Density-of-states picture and stability of ferromagnetism in the highly correlated Hubbard model

The problem of stability of saturated and nonsaturated ferromagnetism in the Hubbard model is considered in terms of the one-particle Green’s functions. Approximations by Edwards and Hertz and some versions of the self-consistent approximations based on the $1∕z$ expansion are considered. The account of longitudinal fluctuations turns out to be essential for description of the nonsaturated state. The corresponding pictures of density of states are obtained. “Kondo” density-of-states singularities owing to spin-flip processes are analyzed. The critical electron concentrations for instabilities of saturated ferromagnetism and paramagnetic state are calculated for various lattices. Drawbacks of various approximations are discussed.
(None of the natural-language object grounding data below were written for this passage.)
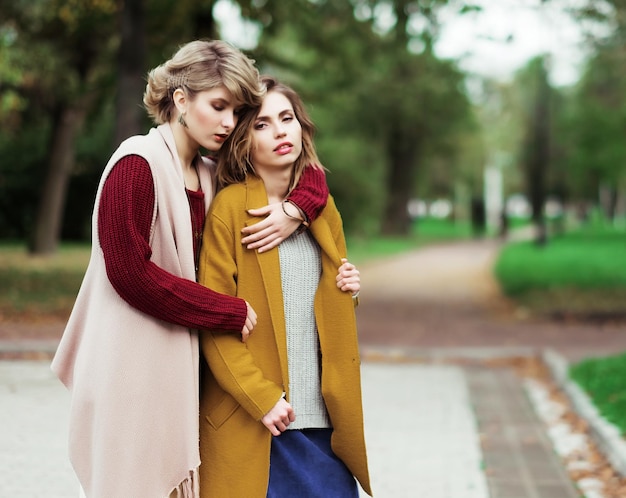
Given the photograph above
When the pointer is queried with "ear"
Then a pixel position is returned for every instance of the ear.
(180, 100)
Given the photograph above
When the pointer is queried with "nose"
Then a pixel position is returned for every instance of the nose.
(229, 120)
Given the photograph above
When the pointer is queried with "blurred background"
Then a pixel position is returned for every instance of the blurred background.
(436, 119)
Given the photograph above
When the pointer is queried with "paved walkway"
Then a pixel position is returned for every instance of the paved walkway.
(434, 428)
(424, 427)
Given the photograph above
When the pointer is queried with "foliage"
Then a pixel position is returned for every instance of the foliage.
(38, 287)
(578, 274)
(604, 380)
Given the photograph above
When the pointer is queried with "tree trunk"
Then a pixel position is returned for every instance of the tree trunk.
(67, 122)
(539, 156)
(131, 62)
(402, 150)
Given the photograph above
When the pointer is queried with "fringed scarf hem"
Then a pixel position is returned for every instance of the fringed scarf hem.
(189, 488)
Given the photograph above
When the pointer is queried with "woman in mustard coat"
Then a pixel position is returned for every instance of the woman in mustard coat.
(281, 414)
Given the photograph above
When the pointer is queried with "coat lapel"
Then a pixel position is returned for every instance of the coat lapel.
(269, 264)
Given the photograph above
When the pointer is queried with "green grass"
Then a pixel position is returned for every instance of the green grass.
(425, 231)
(35, 287)
(604, 380)
(581, 272)
(41, 287)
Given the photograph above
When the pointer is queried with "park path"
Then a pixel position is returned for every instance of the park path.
(442, 430)
(443, 299)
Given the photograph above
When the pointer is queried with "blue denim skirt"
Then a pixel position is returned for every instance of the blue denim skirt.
(303, 465)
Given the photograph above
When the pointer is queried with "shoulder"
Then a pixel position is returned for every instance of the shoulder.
(230, 199)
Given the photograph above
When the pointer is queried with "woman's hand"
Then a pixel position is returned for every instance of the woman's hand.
(348, 277)
(278, 418)
(250, 323)
(275, 228)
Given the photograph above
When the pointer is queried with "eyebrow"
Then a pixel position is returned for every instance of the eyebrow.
(280, 114)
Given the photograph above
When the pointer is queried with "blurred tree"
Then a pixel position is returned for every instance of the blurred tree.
(596, 127)
(536, 141)
(369, 70)
(131, 65)
(56, 47)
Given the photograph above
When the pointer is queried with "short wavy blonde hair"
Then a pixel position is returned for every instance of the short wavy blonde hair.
(198, 66)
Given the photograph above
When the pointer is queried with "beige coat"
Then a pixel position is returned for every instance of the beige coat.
(134, 378)
(246, 380)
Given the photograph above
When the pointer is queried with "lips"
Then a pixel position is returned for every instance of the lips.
(284, 148)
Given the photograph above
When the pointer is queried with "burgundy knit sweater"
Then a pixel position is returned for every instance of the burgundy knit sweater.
(124, 219)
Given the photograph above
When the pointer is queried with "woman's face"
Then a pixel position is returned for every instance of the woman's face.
(277, 134)
(211, 117)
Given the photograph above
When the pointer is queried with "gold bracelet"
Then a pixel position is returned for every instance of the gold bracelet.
(303, 221)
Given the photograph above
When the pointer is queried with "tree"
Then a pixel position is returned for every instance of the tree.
(58, 47)
(378, 85)
(536, 144)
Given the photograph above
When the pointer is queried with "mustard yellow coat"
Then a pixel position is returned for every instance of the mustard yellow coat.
(246, 380)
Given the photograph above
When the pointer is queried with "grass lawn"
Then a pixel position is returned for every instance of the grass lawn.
(39, 287)
(579, 273)
(604, 380)
(425, 231)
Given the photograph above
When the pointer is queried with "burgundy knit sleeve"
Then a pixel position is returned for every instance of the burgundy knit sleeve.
(124, 219)
(311, 193)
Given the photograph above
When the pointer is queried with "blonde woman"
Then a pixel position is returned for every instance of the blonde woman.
(129, 354)
(281, 414)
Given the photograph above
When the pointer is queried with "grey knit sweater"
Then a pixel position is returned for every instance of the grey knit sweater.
(300, 269)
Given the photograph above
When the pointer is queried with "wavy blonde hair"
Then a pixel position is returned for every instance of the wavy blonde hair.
(198, 66)
(235, 163)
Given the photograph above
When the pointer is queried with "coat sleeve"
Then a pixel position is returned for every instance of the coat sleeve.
(230, 360)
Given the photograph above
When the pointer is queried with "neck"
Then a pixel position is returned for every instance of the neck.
(186, 147)
(276, 183)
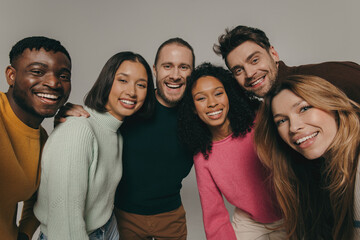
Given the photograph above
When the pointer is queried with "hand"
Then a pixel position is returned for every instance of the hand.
(70, 109)
(22, 236)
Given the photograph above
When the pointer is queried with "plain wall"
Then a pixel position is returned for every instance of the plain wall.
(92, 31)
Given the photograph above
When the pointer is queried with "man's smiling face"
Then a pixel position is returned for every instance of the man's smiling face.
(171, 70)
(40, 81)
(254, 67)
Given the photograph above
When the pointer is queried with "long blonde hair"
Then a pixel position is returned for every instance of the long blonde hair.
(296, 179)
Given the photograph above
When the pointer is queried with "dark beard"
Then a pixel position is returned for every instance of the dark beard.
(22, 103)
(166, 100)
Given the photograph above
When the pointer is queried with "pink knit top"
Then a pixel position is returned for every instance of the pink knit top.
(234, 171)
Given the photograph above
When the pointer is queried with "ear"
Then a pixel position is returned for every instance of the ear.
(274, 54)
(154, 70)
(10, 74)
(194, 110)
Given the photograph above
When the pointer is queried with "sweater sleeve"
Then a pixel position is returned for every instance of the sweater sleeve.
(67, 155)
(215, 215)
(28, 223)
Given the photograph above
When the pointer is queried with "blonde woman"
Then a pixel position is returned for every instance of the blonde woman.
(308, 134)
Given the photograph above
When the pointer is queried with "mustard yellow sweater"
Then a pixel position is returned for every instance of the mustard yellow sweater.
(20, 148)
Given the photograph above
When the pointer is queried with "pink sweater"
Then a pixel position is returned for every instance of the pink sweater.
(234, 171)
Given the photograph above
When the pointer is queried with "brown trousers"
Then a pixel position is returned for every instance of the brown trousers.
(163, 226)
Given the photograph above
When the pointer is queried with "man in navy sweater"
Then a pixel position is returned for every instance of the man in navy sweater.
(148, 203)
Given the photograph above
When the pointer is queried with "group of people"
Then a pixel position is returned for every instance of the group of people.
(280, 143)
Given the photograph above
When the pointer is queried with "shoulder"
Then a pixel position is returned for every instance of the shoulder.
(74, 128)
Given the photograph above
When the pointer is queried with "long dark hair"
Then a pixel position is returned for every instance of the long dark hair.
(98, 96)
(192, 131)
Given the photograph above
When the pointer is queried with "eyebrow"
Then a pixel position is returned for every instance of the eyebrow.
(247, 59)
(293, 106)
(127, 75)
(37, 63)
(46, 66)
(201, 92)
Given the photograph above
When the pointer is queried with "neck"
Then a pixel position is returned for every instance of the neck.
(220, 133)
(26, 117)
(164, 103)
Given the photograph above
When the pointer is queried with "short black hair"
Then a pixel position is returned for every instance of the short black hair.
(238, 35)
(98, 96)
(192, 131)
(178, 41)
(36, 42)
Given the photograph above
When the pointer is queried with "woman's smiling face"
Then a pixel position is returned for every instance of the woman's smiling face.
(211, 102)
(306, 129)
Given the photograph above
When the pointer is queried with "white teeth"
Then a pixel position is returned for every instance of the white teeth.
(301, 140)
(45, 95)
(128, 102)
(214, 113)
(258, 81)
(173, 85)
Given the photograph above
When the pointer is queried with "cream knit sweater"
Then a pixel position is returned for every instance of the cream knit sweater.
(81, 168)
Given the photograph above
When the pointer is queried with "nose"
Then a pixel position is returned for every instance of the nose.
(131, 90)
(175, 74)
(250, 71)
(212, 102)
(52, 81)
(295, 124)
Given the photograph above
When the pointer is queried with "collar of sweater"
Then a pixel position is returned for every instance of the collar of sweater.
(105, 119)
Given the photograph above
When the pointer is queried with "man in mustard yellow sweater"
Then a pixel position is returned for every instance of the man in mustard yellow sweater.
(39, 84)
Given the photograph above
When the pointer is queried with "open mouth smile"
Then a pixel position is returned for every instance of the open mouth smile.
(303, 139)
(127, 102)
(214, 113)
(173, 86)
(257, 82)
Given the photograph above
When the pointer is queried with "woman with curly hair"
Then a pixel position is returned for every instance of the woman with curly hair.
(308, 134)
(215, 123)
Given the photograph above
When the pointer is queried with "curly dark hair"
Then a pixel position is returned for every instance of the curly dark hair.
(231, 39)
(192, 131)
(36, 43)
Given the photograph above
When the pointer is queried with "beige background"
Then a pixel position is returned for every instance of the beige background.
(302, 32)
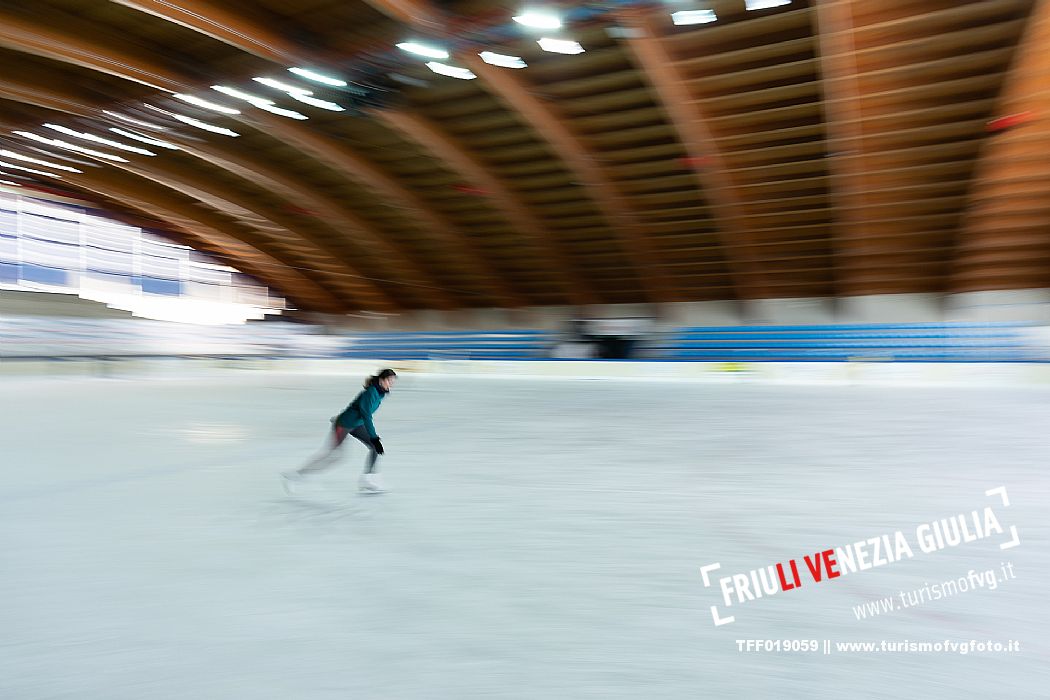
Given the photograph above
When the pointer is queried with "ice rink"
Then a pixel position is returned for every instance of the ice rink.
(542, 539)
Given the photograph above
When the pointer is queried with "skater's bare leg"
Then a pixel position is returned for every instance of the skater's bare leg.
(362, 437)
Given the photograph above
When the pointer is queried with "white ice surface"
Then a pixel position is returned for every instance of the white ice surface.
(543, 539)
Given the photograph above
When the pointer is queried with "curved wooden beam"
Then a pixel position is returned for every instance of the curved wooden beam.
(372, 177)
(217, 233)
(689, 121)
(427, 136)
(843, 123)
(86, 51)
(991, 213)
(48, 100)
(547, 125)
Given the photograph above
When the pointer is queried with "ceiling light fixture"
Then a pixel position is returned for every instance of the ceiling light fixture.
(539, 20)
(318, 78)
(452, 71)
(98, 140)
(561, 46)
(134, 121)
(195, 122)
(423, 49)
(685, 17)
(204, 103)
(256, 101)
(24, 169)
(145, 140)
(322, 104)
(284, 87)
(764, 4)
(70, 147)
(503, 61)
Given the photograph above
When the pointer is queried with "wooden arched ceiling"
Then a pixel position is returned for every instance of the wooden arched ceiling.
(831, 148)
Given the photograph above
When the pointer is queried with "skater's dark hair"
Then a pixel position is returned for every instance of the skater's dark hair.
(383, 374)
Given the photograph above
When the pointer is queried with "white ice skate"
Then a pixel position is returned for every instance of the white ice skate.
(371, 484)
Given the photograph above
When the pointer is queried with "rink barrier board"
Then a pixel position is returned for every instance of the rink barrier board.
(1023, 374)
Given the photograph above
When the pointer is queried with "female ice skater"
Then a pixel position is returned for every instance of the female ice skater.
(355, 421)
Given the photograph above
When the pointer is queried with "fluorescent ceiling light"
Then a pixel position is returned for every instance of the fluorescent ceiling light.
(256, 101)
(134, 121)
(204, 103)
(684, 17)
(501, 60)
(764, 4)
(195, 122)
(291, 113)
(234, 92)
(452, 71)
(422, 49)
(539, 20)
(323, 104)
(317, 78)
(561, 46)
(145, 140)
(99, 140)
(26, 158)
(284, 87)
(36, 172)
(71, 147)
A comparison with the results of previous works is performed.

Figure 1

Density of states for the bare semielliptic DOS at concentration of carriers current $\delta =0.02$. (a) Lines 1 $\left(\sigma =\uparrow \right)$ and 2 $\left(\sigma =\downarrow \right)$ correspond to the non-self-consistent approximation (9); lines 1 $\left(\sigma =\uparrow \right)$ and 3 $\left(\sigma =\downarrow \right)$ to the non-self-consistent approximation with account of spin dynamics (20); (b) lines 4 $\left(\sigma =\uparrow \right)$ and 5 $\left(\sigma =\downarrow \right)$ correspond to the self-consistent approximation (17), and lines 4 $\left(\sigma =\uparrow \right)$ and 6 $\left(\sigma =\downarrow \right)$ to the Edwards-Hertz approximation (24).

Figure 2

Density of states for the bare semielliptic DOS at $\delta =0.20$. (a) Lines 1 $\left(\sigma =\uparrow \right)$ and 2 $\left(\sigma =\downarrow \right)$ correspond to the non-self-consistent approximation with spin dynamics (12); (b) lines 3 $\left(\sigma =\uparrow \right)$ and 4 $\left(\sigma =\downarrow \right)$ correspond to the self-consistent approximation (17), and lines 3 $\left(\sigma =\uparrow \right)$ and 5 $\left(\sigma =\downarrow \right)$ to the Edwards-Hertz approximation (24).

Figure 3

Density of states for the bare semielliptic DOS at $\delta =0.35$. (a) Lines 1 $\left(\sigma =\uparrow \right)$ and 2 $\left(\sigma =\downarrow \right)$ correspond to the non-self-consistent approximation with spin dynamics (12); (b) lines 3 $\left(\sigma =\uparrow \right)$ and 4 $\left(\sigma =\downarrow \right)$ correspond to the self-consistent approximation (17).

Figure 4

The dependence of the magnetization $⟨S^z⟩$ on $\delta$ for a number of bare DOS’s. Line 1 corresponds to rectangular DOS, line 2 to semielliptic DOS, lines 3, 4, 5, 6 to square, simple cubic (sc), bcc, and fcc latices, respectively.